Guest Post: Beware the blob
Alex Penk writes:
What do Climate Karanga, Podiatry NZ, and the Free Store Wellington have in common? Probably very little, apart from their common commitment to co-governance. They are among 50+ NGOs who signed an open letter, duly and dutifully amplified by media, urging the government to continue its work to implement the UN Declaration of Indigenous Rights after Minister Willie Jackson signalled this work might be paused. It represents the emergence of a phenomenon known as the Blob—a gelatinous agglomeration of elite opinion that suffocates and skews public debate.
The Blob takes its name from a 1958 sci-fi movie about a “carnivorous amoeboidal alien” that absorbs everything in its path. In the UK, the term refers to the mutual embrace of civil servants, quangos, NGOs, and vested interests. In the US, it refers to a foreign policy establishment that tends hawkish and interventionist. In both cases, the Blob maintains and advances a very particular view of the world, often at odds with public opinion and even political will. The open letter looks distinctly Blobby—NGOs, unions, academics, supportive media reporting, all lined up in favour of a position that is, at best, highly controversial. But what’s wrong with the Blob? Isn’t this just a group of public-spirited citizens and community-minded organisations sharing their sincere views on a matter of public importance? Isn’t this simply Democratic Deliberation and therefore an uncontrovertibly Good Thing? No. No, it isn’t.
The Blob is neither democratic nor deliberative. It creates a false consensus that sucks the oxygen out of dissenting opinions, overpowering them with the weight of apparent institutional authority. Take, for example, RNZ’s uncritical reporting of the open letter: “More than 60 organisations”, we’re told, have signed the open letter (I make it 53, plus 10 individuals), including “major organisations” like the Mental Health Foundation. The article doesn’t explain why the Foundation has any particular expertise in co-governance or UNDRIP, nor does it include any contrary viewpoints.
The Blob also skews the debate: here and in the UK, the Blob tends left. Can you imagine 50+ NGOs signing a right-leaning position on co-governance, or the media amplifying this uncritically? (Come to that, can you imagine 50+ right-leaning NGOs?) Some members of the Blob are also “sock puppets”. These are organisations that receive government funding and in turn lobby the government, for example the Citizens Advice Bureau, also named by RNZ as a “major” signatory to the open letter. Nor is the Blob representative. No-one selected these people to take a public position on co-governance; instead, they wield cultural power beyond their numbers, influence without accountability.

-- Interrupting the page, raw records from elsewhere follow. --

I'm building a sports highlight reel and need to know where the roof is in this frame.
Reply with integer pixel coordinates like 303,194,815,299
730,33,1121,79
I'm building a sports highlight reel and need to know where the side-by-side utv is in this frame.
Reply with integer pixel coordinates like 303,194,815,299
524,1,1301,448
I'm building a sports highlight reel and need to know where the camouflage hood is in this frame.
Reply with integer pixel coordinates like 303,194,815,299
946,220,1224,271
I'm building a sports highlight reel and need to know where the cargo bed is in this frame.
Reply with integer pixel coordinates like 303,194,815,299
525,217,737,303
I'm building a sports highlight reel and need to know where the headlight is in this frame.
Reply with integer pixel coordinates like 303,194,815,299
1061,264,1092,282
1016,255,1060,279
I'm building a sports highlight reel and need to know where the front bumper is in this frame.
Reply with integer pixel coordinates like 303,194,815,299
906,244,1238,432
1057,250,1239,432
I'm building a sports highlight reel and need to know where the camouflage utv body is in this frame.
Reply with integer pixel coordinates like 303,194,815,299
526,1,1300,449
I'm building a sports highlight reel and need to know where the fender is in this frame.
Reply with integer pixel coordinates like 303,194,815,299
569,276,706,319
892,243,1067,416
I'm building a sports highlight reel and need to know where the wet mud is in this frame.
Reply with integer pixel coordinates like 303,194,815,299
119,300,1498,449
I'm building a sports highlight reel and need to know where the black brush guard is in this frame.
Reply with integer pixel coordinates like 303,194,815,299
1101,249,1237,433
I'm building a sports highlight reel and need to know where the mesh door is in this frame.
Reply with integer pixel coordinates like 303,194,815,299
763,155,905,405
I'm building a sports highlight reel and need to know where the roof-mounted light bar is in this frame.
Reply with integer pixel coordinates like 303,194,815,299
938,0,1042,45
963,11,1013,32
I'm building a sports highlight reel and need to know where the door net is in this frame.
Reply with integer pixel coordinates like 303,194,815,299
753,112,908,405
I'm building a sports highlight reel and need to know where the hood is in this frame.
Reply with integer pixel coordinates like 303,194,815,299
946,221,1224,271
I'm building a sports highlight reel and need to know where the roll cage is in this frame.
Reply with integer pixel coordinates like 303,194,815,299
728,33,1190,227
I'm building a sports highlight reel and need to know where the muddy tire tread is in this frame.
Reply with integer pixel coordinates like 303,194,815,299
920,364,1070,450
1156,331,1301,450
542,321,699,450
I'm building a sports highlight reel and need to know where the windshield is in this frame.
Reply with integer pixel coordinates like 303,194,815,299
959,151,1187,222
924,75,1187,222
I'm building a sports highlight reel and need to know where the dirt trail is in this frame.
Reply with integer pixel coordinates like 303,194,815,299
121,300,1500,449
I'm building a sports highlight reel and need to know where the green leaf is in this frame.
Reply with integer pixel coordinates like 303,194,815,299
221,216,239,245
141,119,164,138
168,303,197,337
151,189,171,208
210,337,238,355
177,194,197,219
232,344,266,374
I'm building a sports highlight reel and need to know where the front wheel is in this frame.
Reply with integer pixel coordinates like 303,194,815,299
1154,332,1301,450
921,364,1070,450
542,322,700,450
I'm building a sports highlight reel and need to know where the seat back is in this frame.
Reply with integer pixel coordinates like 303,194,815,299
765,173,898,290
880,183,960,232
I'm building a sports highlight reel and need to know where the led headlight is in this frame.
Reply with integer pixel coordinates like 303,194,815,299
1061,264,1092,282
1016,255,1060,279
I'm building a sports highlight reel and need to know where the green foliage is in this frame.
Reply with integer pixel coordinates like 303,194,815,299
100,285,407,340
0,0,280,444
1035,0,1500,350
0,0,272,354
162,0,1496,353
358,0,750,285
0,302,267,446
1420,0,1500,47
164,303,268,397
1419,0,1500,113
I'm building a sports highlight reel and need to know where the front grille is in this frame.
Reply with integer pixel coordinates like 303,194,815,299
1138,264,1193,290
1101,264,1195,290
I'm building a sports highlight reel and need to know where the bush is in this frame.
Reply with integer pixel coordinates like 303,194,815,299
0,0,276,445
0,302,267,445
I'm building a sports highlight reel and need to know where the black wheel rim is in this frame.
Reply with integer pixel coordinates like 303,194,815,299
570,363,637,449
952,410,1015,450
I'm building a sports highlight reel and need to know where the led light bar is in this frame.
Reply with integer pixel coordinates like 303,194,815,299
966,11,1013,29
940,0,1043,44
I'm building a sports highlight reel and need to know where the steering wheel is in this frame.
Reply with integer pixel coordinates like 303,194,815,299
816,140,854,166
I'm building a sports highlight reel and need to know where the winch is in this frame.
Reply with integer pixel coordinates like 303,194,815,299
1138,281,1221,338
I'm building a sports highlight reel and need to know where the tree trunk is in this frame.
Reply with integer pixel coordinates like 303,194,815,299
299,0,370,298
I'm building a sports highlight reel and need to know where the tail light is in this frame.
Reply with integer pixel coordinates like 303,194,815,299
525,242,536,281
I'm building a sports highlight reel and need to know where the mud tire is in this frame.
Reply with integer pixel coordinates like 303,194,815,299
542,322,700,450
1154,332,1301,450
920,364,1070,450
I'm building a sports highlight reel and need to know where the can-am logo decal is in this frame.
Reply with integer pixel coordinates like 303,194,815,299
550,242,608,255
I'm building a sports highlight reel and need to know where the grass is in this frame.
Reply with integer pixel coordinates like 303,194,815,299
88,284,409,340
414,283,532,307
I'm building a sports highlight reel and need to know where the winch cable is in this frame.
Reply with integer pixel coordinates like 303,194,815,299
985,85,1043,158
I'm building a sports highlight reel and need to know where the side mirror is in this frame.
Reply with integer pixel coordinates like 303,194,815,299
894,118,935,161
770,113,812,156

This would all be much less of a problem if the signatories had some kind of relevant expertise on the subject, as when a (much smaller) group of constitutional law academics signed an open letter against the Three Waters entrenchment provision. But the open letter is signed by organisations like Podiatry NZ, which is unsurprisingly expert in podiatry, Barbarian Productions, a Wellington theatre company, the NZ Society of Authors, which represents writers and promotes literary culture, Free Store Wellington, a retail food waste distributor, and Climate Karanga, which is focused on climate education in Marlborough. I could go on, but none of these organisations have any obvious qualifications that entitle them to pronounce on progressing UNDRIP implementation, or that suggest the rest of us should listen to them.

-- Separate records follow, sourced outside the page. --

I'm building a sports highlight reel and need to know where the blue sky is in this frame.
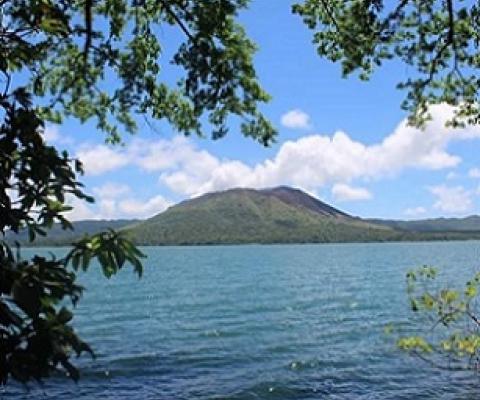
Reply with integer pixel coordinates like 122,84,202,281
45,1,480,221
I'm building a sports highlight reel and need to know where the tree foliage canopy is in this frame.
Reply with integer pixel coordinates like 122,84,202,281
293,0,480,127
3,0,275,144
3,0,480,386
0,0,274,385
397,266,480,371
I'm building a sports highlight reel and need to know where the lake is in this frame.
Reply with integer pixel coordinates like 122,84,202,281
3,241,480,399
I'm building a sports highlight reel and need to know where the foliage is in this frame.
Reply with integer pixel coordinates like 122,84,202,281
4,0,477,385
0,232,144,384
0,67,146,384
397,266,480,371
293,0,480,127
4,0,275,145
1,0,274,385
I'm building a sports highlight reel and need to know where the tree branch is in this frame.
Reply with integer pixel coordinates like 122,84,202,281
413,350,468,371
377,0,410,38
83,0,93,65
158,0,195,43
466,304,480,327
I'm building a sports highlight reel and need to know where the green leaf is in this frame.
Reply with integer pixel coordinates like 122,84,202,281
12,282,41,318
57,307,73,324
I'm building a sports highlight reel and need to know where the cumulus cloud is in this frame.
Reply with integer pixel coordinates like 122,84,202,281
404,206,427,217
280,109,311,129
118,195,172,218
331,183,372,202
93,182,131,199
65,196,98,221
74,105,480,201
469,168,480,178
429,185,473,214
76,144,130,175
66,182,172,220
154,105,480,197
41,125,75,145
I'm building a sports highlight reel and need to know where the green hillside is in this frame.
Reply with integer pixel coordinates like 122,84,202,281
123,187,403,245
368,216,480,233
9,187,480,246
6,219,137,246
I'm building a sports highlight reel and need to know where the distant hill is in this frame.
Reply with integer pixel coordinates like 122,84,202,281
5,219,137,246
122,187,403,245
368,215,480,233
7,187,480,246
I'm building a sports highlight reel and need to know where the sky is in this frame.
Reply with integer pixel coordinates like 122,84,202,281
44,1,480,221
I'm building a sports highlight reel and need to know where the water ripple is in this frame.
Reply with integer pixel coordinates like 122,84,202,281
5,242,480,399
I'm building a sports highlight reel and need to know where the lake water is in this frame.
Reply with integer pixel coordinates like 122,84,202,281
3,241,480,399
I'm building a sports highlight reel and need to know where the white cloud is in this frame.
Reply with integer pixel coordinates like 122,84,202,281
93,182,131,199
404,206,427,217
280,109,311,130
65,196,97,221
130,136,214,172
41,125,74,145
331,183,372,202
74,105,480,201
469,168,480,178
88,183,133,219
153,105,480,197
76,144,129,175
118,195,172,219
98,199,117,219
429,185,473,214
42,125,60,142
66,182,172,220
66,195,172,221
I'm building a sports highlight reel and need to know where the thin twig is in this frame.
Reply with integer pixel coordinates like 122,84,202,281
158,0,195,43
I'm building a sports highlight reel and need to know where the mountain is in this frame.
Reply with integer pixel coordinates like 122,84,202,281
260,186,349,218
7,187,480,246
122,187,402,245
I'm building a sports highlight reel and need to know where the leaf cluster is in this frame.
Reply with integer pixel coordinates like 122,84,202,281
0,0,277,385
0,234,145,384
0,83,145,383
2,0,275,144
397,266,480,371
293,0,480,127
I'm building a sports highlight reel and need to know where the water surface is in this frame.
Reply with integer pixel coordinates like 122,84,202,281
3,242,480,399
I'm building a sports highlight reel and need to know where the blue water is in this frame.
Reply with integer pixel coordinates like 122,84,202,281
3,242,480,399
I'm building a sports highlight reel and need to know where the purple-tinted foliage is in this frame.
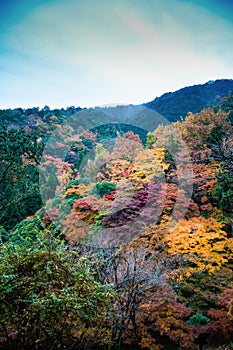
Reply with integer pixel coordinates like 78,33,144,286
102,182,165,228
96,181,167,247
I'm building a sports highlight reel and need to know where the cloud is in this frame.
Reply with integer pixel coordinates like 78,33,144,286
0,0,233,107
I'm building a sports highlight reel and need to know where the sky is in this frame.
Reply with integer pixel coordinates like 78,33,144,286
0,0,233,109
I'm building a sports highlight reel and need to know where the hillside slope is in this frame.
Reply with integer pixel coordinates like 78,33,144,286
144,79,233,121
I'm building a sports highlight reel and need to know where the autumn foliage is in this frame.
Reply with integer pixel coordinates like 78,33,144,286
1,105,233,349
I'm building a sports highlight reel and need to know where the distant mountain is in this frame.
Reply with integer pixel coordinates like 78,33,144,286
144,79,233,121
1,79,233,129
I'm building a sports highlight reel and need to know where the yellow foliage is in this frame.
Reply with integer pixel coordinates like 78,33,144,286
104,159,132,183
166,217,233,273
64,182,94,198
153,148,170,171
128,148,169,184
175,108,231,151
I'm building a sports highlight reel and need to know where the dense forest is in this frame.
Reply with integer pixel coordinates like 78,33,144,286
0,81,233,350
145,79,233,121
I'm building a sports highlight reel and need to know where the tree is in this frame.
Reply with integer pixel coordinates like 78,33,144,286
128,148,169,184
0,231,114,349
191,162,220,215
0,127,44,229
165,217,233,274
87,247,171,350
175,108,231,152
212,135,233,217
91,181,116,198
207,289,233,346
112,131,144,162
221,92,233,123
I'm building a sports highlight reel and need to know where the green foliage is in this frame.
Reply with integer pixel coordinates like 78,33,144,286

It’s tempting to treat this as a bit of a joke, but this is how we end up with an elite consensus disconnected from, and dismissive of, the majority of us. To be clear, the key problem with the Blob isn’t that NGOs have a view—they’re fully entitled to do so and to express it. The issue is agglomeration amounting to groupthink and ideological capture of a series of society-shaping institutions and debates. By contrast, a single actor or handful of individuals or organisations can’t stifle or skew debate.

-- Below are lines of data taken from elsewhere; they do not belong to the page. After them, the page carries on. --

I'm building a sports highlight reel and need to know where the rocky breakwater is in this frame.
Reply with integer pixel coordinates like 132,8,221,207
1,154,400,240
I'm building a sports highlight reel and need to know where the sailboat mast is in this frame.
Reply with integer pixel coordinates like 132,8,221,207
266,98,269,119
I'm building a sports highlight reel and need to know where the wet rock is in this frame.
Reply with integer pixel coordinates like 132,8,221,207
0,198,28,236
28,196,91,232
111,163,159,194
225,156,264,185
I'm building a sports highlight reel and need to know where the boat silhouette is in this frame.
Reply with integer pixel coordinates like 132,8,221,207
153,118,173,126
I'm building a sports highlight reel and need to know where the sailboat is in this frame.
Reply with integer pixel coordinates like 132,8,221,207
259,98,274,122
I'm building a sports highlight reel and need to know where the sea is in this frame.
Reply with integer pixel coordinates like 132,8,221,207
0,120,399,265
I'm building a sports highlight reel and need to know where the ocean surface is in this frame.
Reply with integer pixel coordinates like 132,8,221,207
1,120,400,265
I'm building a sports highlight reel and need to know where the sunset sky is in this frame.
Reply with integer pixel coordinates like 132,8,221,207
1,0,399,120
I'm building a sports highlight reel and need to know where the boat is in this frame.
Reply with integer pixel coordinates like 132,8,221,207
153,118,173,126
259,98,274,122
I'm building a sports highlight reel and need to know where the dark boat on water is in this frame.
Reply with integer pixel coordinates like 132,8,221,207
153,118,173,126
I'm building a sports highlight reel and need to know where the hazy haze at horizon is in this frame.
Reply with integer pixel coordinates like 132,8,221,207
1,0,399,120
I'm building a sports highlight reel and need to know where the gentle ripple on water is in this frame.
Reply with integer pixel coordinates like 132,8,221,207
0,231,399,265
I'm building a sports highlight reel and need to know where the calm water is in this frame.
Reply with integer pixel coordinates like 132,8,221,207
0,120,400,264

Our immediate response should be to see the Blob for what it is, and discount its influence accordingly. The second thing we should do is diversify the Blob, and this is much harder. This means doing the long, slow work of introducing a range of perspectives into civil society and giving them all a fair hearing. Effectively this means de-Blobbing the Blob because, as astute readers will realise, a diverse Blob is no longer truly a Blob. If we can do this and drain the Blob of its threat, perhaps then we’ll restore the public square to what it should be—not the monolithic imposition of a consensus position, but a genuine conversation among equals.
An excellent post on the danger of the blob.